Chemical and Biological Engineering
Montana State University
Box 173920
Bozeman
MT 59715
jeff.heys@gmail.com
Prathish Kumar Rajaraman
Garret Vo
Glen Hansen

A number of different discretization techniques and algorithms have been developed for approximating the solution of parabolic partial differential equations. A standard approach, especially for applications that involve complex geometries, is the classic continuous Galerkin Finite Element Method (GFEM). This approach has a strong theoretical foundation and has been widely and successfully applied to this catagory of differential equations. One challenging catagory of problems, however, are equations that include an advective term that large relative to the second-order, diffusive term.
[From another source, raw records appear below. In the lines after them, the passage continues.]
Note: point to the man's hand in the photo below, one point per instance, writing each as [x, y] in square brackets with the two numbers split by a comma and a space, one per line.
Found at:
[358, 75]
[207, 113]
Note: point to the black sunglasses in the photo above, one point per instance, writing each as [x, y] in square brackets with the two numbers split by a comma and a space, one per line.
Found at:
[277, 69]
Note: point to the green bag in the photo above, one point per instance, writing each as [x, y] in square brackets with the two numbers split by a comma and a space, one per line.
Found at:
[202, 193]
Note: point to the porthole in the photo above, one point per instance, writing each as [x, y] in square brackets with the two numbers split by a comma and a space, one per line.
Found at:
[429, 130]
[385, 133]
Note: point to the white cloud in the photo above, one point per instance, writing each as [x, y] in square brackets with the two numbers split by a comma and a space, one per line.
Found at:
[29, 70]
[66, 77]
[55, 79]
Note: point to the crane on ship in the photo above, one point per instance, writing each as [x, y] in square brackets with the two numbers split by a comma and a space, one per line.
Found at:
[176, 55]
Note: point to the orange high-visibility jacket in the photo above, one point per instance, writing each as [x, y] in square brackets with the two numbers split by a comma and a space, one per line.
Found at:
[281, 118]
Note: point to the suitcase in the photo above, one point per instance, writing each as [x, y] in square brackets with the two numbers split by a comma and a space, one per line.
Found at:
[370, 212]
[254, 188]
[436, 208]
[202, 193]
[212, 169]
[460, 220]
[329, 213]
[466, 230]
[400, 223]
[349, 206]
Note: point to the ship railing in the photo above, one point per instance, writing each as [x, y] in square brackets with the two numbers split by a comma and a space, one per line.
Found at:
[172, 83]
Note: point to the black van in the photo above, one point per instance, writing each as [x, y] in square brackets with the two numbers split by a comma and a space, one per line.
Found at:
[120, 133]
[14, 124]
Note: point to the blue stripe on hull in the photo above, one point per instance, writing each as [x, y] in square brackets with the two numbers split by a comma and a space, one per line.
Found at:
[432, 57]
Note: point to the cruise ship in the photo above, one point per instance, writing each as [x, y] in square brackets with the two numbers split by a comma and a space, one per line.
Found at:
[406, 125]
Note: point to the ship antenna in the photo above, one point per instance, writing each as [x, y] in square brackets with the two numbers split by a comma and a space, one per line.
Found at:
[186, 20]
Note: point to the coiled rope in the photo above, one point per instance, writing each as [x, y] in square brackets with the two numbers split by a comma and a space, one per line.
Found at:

For these advection dominated problems, the continuous GFEM discretization can become unstable and yield highly inaccurate results. An alternative to the continuous GFEM is the discontinuous GFEM, and, through the use of a numerical flux term used in deriving the weak form, the discontinuous approach has the potential to be much more stable in highly advective problems. However, the discontinuous GFEM also has significantly more degrees-of-freedom due to the replication of nodes along element edges and vertices. This paper compares the computational cost, stability, and accuracy (when possible) of continuous and discontinuous GFEM for four different test problems including the advection-diffusion equation, viscous Burgers' equation, and the Turing pattern formation equation system. The comparison is performed using as much shared code as possible between the two algorithms and direct, iterative, and multilevel linear solvers. The results show that, for implicit time stepping, the continuous GFEM is typically 5-20 times less computationally expensive than the discontinuous GFEM using the same finite element mesh and element order. However, the discontinuous GFEM is significantly more stable than the continuous GFEM for advection dominated problems and is able to obtain accurate approximate solutions for cases where the classic, unstabilized continuous GFEM fails.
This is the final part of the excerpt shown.